Efficient Incorporation and Template-Dependent Polymerase Inhibition are Major Determinants for the Broad-Spectrum Antiviral Activity of Remdesivir

• Published in: The FASEB journal Vol. 36 Suppl 1
• Main Authors: Gordon, Calvin J, Lee, Hery W, Tchesnokov, Egor P, Perry, Jason K, Feng, Joy Y, Bilello, John P, Porter, Danielle P, Gotte, Matthias
• Format: Journal Article
• Language: English
• Published: United States 01.05.2022
• ISSN: 1530-6860
• DOI: 10.1096/fasebj.2022.36.S1.R4278

Remdesivir (RDV) is a direct-acting antiviral agent that is approved in several countries for the treatment of coronavirus disease 2019 (COVID-19) caused by the severe acute respiratory syndrome coronavirus 2 (SARS-CoV-2). RDV exhibits broad-spectrum antiviral activity against positive-sense RNA viruses, e.g. SARS-CoV-2 and hepatitis C virus (HCV) and non-segmented negative-sense RNA viruses, e.g. Nipah virus (NiV), while segmented negative-sense RNA viruses such as influenza (Flu) virus or Crimean-Congo hemorrhagic fever virus (CCHFV) are not sensitive to the drug. The reasons for this apparent pattern are unknown. Here, we expressed and purified representative RNA-dependent RNA polymerases (RdRp) and studied three biochemical parameters that have been associated with the inhibitory effects of RDV-triphosphate (TP): (i) selective incorporation of the nucleotide substrate RDV-TP, (ii) the effect of the incorporated RDV-monophosphate (MP) on primer extension, and (iii) the effect of RDV-MP in the template during incorporation of the complementary UTP. The results of this study revealed a strong correlation between antiviral effects and efficient incorporation of RDV-TP. Inhibition in primer extension reactions is heterogeneous and usually inefficient at higher NTP concentrations.
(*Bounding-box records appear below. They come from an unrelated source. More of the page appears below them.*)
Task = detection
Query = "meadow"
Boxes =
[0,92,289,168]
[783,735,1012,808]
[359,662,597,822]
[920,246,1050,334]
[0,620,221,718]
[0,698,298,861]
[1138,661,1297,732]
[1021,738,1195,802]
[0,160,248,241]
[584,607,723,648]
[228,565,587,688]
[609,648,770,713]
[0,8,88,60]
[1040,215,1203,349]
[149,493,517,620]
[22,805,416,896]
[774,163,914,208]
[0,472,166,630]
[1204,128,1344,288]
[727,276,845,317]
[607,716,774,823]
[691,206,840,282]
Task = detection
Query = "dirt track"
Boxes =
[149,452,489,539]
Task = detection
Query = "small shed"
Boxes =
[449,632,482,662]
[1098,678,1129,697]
In contrast, template-dependent inhibition of UTP incorporation opposite the embedded RDV-MP is seen with all polymerases. Molecular modeling suggests a steric conflict between the 1'-cyano group of RDV-MP and conserved residues of RdRp motif F. We conclude that future efforts in the development of nucleotide analogues with a broader spectrum of antiviral activities should focus on improving rates of incorporation while capitalizing on the inhibitory effects of a bulky 1'-modification. C.J.G, H.W.L, and E.P.T contributed equally to this work.